Esse é o tipo de dinâmica que pode acontecer com qualquer companhia, mas é especialmente importante nas sociedades de economia mista porque nelas habita uma estrutura um pouco diferente das demais, tratada em leis específicas como a 13.303/2016: o controle acionário pelo governo, dividido com investidores privados.

Isso significa que indicações da diretoria feitas pelo controlador – o governo federal, neste caso – são tratadas com muita sensibilidade, já que ali se desenha (ou não) o compromisso de atuar alinhado ao interesse público e de forma compatível com objetivos econômicos.

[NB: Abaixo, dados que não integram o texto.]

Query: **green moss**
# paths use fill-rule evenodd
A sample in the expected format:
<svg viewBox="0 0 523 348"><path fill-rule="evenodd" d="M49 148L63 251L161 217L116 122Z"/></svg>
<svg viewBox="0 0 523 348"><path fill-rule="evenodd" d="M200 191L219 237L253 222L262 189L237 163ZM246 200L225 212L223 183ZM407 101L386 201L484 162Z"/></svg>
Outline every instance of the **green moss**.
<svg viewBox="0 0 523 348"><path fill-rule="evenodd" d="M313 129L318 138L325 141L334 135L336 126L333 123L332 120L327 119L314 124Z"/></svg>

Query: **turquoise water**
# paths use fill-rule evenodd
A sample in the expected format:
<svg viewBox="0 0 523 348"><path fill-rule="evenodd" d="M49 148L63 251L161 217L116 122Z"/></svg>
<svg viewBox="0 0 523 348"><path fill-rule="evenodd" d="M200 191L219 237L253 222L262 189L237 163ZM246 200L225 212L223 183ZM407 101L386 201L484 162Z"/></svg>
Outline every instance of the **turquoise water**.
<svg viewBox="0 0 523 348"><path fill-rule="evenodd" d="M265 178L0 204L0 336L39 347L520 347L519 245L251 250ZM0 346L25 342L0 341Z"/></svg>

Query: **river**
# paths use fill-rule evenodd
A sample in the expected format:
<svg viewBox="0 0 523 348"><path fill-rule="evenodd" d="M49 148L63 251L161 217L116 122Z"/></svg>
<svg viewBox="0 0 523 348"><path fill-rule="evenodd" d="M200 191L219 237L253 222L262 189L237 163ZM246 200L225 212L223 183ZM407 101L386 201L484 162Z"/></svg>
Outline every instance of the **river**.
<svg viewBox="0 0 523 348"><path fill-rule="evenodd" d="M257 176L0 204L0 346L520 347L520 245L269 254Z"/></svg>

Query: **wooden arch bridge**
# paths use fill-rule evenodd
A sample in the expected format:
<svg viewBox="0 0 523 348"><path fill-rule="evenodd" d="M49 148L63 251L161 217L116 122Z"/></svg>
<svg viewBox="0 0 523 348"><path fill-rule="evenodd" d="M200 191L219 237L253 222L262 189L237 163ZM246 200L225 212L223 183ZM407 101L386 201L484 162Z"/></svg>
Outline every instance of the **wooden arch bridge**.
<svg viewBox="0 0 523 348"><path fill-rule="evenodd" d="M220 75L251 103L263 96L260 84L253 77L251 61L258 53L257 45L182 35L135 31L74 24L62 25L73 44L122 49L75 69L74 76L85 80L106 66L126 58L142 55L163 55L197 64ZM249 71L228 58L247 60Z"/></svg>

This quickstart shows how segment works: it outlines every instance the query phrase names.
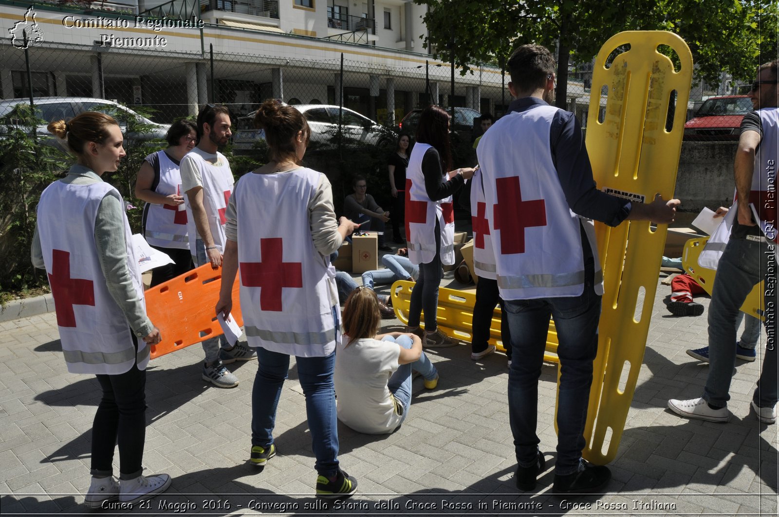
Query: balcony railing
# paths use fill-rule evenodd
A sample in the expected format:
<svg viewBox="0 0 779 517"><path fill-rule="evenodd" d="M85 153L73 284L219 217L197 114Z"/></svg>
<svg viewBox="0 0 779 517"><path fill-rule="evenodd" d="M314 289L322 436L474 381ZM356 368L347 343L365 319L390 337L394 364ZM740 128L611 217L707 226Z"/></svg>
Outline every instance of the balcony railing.
<svg viewBox="0 0 779 517"><path fill-rule="evenodd" d="M340 29L351 32L370 30L372 34L376 33L376 20L375 19L350 16L337 12L333 13L330 9L328 9L327 13L327 26L331 29Z"/></svg>
<svg viewBox="0 0 779 517"><path fill-rule="evenodd" d="M278 0L200 0L200 9L279 19Z"/></svg>

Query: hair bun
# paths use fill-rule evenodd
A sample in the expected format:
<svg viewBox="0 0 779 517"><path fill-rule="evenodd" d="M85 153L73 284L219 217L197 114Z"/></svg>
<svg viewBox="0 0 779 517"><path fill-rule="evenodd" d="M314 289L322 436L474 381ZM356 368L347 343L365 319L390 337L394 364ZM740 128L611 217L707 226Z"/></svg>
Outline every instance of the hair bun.
<svg viewBox="0 0 779 517"><path fill-rule="evenodd" d="M68 127L68 123L64 120L55 120L51 121L48 127L47 128L49 132L62 140L65 139L68 134L69 128Z"/></svg>

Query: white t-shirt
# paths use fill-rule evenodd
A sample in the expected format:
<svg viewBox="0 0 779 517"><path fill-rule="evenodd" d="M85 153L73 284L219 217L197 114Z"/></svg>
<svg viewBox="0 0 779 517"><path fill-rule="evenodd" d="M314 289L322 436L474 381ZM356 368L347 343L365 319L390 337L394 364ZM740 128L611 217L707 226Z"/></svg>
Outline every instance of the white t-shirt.
<svg viewBox="0 0 779 517"><path fill-rule="evenodd" d="M387 382L398 368L400 346L366 338L344 346L348 342L344 335L336 344L338 420L361 433L391 433L401 417L395 410Z"/></svg>

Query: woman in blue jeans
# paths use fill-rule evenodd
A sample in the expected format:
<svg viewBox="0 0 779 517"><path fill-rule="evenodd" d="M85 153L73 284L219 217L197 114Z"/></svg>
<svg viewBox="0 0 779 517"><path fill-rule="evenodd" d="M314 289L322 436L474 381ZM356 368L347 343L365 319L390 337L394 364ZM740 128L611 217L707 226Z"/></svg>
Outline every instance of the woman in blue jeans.
<svg viewBox="0 0 779 517"><path fill-rule="evenodd" d="M345 497L356 491L357 480L341 470L337 458L338 296L329 256L356 225L345 217L337 222L326 176L301 165L311 131L300 111L267 100L254 121L265 130L271 161L241 177L230 196L216 307L217 314L230 314L240 266L244 327L259 363L249 461L264 467L276 455L276 413L290 356L295 356L316 457L316 495Z"/></svg>
<svg viewBox="0 0 779 517"><path fill-rule="evenodd" d="M408 416L412 369L421 374L428 389L439 378L419 336L376 335L380 322L375 293L354 290L344 308L344 336L336 348L338 419L368 434L392 433Z"/></svg>

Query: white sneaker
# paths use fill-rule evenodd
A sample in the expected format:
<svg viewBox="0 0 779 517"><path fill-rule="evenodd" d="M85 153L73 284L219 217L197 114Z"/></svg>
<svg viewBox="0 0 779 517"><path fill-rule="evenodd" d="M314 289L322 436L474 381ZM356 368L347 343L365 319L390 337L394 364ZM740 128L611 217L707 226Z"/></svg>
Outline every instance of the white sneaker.
<svg viewBox="0 0 779 517"><path fill-rule="evenodd" d="M84 505L87 508L100 508L107 501L115 501L119 497L119 484L113 476L108 477L92 477L90 490L84 498Z"/></svg>
<svg viewBox="0 0 779 517"><path fill-rule="evenodd" d="M760 407L755 403L755 401L753 401L752 409L755 410L755 414L757 415L757 420L760 420L763 424L774 424L777 421L776 406L774 407Z"/></svg>
<svg viewBox="0 0 779 517"><path fill-rule="evenodd" d="M671 399L668 401L668 407L676 414L687 418L705 420L710 422L727 422L728 419L730 418L730 412L728 411L728 408L721 407L718 410L712 410L705 400L700 398L690 399L689 400Z"/></svg>
<svg viewBox="0 0 779 517"><path fill-rule="evenodd" d="M139 476L132 480L119 480L119 502L137 503L162 494L171 486L167 474Z"/></svg>
<svg viewBox="0 0 779 517"><path fill-rule="evenodd" d="M471 352L471 360L478 360L484 357L488 356L490 353L495 352L495 345L487 345L487 348L481 350L481 352Z"/></svg>

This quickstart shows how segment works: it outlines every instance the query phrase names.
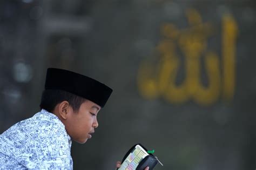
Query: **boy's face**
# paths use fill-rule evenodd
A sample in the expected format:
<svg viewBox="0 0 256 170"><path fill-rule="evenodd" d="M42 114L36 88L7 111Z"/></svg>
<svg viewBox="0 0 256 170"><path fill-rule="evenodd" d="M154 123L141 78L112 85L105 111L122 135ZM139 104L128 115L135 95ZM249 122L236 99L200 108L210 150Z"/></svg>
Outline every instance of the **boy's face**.
<svg viewBox="0 0 256 170"><path fill-rule="evenodd" d="M100 110L99 105L88 100L81 105L77 113L72 108L69 110L65 128L73 140L84 144L91 138L95 128L99 125L97 115Z"/></svg>

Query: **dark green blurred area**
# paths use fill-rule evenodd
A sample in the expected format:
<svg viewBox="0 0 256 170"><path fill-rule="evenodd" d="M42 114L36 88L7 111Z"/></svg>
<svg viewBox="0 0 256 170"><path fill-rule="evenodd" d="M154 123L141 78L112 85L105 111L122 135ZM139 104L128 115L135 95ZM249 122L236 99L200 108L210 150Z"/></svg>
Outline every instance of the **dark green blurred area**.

O grande desafio de investir é sempre saber separar o que é ruído do que é fundamento, mas como saber isso no caso de empresas que dependem da condução do governo? Como separar o que é ruído do que é uma indicação da forma como será conduzida a gestão de uma estatal? Como assegurar que uma companhia vai se preocupar fundamentalmente com o seu objetivo econômico e o zelo pelos seus acionistas? Quanto vale a empresa nesse contexto?

Essas são as perguntas que grandes gestores, entre detentores ou não de ações da Petrobras, fazem-se neste exato momento. E logo agora, em que a agenda fiscal tentava esboçar um avanço e a Petrobras, conduzida com alinhamento à governança corporativa e na venda de ativos, era o menor dos problemas.

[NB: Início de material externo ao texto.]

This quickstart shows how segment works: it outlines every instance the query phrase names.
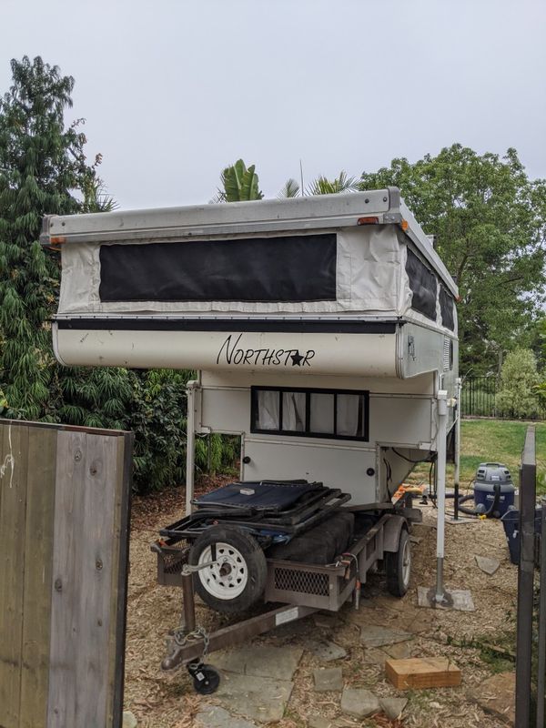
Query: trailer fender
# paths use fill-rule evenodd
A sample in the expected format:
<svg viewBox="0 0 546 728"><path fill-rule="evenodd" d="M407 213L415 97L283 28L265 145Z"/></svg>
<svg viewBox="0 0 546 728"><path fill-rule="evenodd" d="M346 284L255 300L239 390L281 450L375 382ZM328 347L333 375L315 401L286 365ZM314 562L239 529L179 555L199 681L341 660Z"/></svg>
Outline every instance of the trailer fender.
<svg viewBox="0 0 546 728"><path fill-rule="evenodd" d="M383 530L383 551L394 553L398 551L400 531L408 529L406 519L402 516L390 516Z"/></svg>

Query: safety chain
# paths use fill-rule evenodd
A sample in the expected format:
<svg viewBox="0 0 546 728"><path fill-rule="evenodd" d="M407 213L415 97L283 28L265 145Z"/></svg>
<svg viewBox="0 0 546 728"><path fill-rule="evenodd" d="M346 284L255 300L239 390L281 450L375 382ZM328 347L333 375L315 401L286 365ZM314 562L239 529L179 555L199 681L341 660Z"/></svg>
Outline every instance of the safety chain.
<svg viewBox="0 0 546 728"><path fill-rule="evenodd" d="M197 626L192 632L186 632L184 627L177 627L172 634L173 640L178 647L184 647L188 642L197 642L203 640L203 652L201 653L200 662L204 662L207 652L208 652L208 645L210 643L210 637L208 632L204 627Z"/></svg>

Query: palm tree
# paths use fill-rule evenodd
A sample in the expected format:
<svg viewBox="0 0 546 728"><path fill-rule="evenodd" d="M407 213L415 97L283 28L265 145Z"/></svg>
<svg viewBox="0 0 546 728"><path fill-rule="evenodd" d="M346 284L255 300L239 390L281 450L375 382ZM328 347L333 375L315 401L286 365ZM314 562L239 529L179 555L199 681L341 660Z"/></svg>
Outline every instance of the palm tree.
<svg viewBox="0 0 546 728"><path fill-rule="evenodd" d="M343 169L335 179L319 175L306 189L306 195L335 195L338 192L354 192L359 189L359 180L348 177Z"/></svg>
<svg viewBox="0 0 546 728"><path fill-rule="evenodd" d="M298 195L301 194L301 190L298 182L295 179L290 177L287 179L284 184L284 187L277 196L278 199L284 199L285 197L297 197Z"/></svg>
<svg viewBox="0 0 546 728"><path fill-rule="evenodd" d="M262 199L255 165L247 166L242 159L227 167L220 176L222 187L218 188L212 202L242 202Z"/></svg>

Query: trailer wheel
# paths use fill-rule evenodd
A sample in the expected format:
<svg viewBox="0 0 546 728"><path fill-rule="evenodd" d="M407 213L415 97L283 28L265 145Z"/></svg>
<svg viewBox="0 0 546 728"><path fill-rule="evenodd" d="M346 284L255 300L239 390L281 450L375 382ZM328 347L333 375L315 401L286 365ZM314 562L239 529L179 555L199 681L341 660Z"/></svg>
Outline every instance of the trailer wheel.
<svg viewBox="0 0 546 728"><path fill-rule="evenodd" d="M195 589L206 604L224 614L244 612L262 595L268 565L250 534L230 525L211 526L189 551L194 566L216 561L196 572Z"/></svg>
<svg viewBox="0 0 546 728"><path fill-rule="evenodd" d="M395 597L403 597L410 586L411 573L411 543L407 529L400 531L397 551L385 553L387 589Z"/></svg>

“Bastante graves esses eventos... Aliás, bastante tristes. E bem na hora em que a empresa e o país iam começar a lucrar com esse ciclo de alta das commodities”, resigna-se um gestor de um grande fundo que detém posição na Petrobras. “Acho bastante difícil o conselho de administração aceitar a indicação do Silva e Luna, a maneira que foi feito [o anúncio] deixa explícita a interferência política. Isso pode tumultuar até mesmo as vendas de refinarias... Quem vai querer investir bilhões em refinarias em um país com esse tipo de interferência?”

“Não temos posição na Petrobras, mas achei a decisão muito ruim, porque questiona sim a liberdade de reajustar seu preço”, limitou-se a afirmar outro profissional, no momento sem interesse em investir no papel antes de ter melhor visibilidade sobre o futuro.

A gravidade da condução do anúncio de troca do comando da Petrobras reside sobretudo no discurso intrusivo e incisivo usado pelo presidente ao demonstrar o seu descontentamento com a alta no preço dos combustíveis, gerada pelo repasse do petróleo – uma prerrogativa que a Petrobras tem assegurada pelo seu estatuto. Para fazer frente ao impacto gerado para grupos de interesse do governo – os caminhoneiros, sobretudo –, o presidente Bolsonaro tratou de zerar impostos sobre combustíveis por dois meses. Aparentemente, não foi suficiente.

“A empresa vinha sendo negociada em bolsa já muito descontada [barata, no jargão do mercado] e esses momentos de estresse em geral podem trazer boas oportunidades. Mas é um desastre, outros ativos pode sofrer muito no processo e as coisas podem demorar a se encaixar”, afirma outro gestor de um grande fundo.

Resta a dúvida a respeito do tamanho e da duração do ruído até ele se dissipar ou, por outro lado, o quanto as indicações feitas por Bolsonaro representam um catalisador de mudança na tese tanto para a empresa quanto para a própria visão do investidor sobre o governo e a sua tão prometida agenda liberal.

*Juliana Machado é jornalista e especialista em fundos de investimento da EXAME Invest Pro.